Medical Oncology

, 31:914 | Cite as

c-Myc-induced, long, noncoding H19 affects cell proliferation and predicts a poor prognosis in patients with gastric cancer

Original Paper


Gastric cancer (GC) is one of the most frequent cancers worldwide. Recent studies have shown that long noncoding RNAs (lncRNAs) play critical roles in multiple biological processes, including oncogenesis. The present study aimed to evaluate the potential role of lncRNA H19 in GC. qRT-PCR was performed to investigate the expression of H19 in tumor tissues and corresponding non-tumor lung tissues from 80 patients with GC and in GC cell lines. The Kaplan–Meier method and Cox proportional hazards analysis were used to evaluate the association between H19 expression and overall survival time (OS).
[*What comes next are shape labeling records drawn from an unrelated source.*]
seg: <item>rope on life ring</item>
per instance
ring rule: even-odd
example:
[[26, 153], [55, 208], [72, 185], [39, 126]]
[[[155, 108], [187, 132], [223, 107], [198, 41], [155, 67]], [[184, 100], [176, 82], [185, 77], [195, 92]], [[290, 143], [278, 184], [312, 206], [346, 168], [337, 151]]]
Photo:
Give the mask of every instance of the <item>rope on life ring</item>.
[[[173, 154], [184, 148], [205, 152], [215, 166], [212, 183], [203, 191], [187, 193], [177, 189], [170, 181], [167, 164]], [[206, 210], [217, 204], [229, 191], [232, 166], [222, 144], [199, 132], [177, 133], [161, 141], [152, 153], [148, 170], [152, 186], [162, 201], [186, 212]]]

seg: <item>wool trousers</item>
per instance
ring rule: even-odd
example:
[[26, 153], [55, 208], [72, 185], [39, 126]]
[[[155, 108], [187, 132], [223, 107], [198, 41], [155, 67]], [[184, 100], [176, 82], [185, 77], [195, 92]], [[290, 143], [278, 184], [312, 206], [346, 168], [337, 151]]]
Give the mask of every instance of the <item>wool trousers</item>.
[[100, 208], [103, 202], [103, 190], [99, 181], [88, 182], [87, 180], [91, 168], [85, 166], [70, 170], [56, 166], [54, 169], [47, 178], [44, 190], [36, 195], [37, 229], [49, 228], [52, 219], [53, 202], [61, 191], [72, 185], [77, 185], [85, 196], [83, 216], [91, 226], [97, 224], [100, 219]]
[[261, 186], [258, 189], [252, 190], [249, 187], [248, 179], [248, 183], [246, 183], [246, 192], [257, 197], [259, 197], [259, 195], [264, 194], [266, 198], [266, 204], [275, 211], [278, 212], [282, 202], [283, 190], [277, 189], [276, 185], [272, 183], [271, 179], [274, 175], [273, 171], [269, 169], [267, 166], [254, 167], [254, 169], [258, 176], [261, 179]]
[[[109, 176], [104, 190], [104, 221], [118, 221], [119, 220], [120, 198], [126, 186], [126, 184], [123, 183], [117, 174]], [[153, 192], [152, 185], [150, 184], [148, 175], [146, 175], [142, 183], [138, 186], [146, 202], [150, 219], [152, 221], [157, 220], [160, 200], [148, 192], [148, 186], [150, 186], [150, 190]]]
The biological significance of H19 was evaluated using siRNAs in vitro. We also constructed a c-Myc plasmid to investigate the cause of the altered expression of H19 in the progression of GC. The results show that lncRNA H19 is overexpressed in tumor tissues compared with adjacent normal tissues. An advanced tumor-node-metastasis stage was positively correlated with increased H19 expression (P < 0.001), and a high H19 expression was associated with poor OS and can be regarded as an independent predictor of the OS of GC patients (P = 0.042). MTT and colony formation assays confirmed that H19 expression affects GC cell proliferation in vitro. Furthermore, exogenous c-Myc significantly induces H19 expression, and the expression of H19 was positively correlated with the c-Myc levels in the 80 samples used in our study (Pearson correlation coefficient = −0.687). In conclusion, our study demonstrates that the altered expression of lncRNA H19, which is induced by c-Myc, is involved in the development and progression of GC by regulating cell proliferation and shows that H19 may be a potential diagnostic and prognostic target in patients with GC.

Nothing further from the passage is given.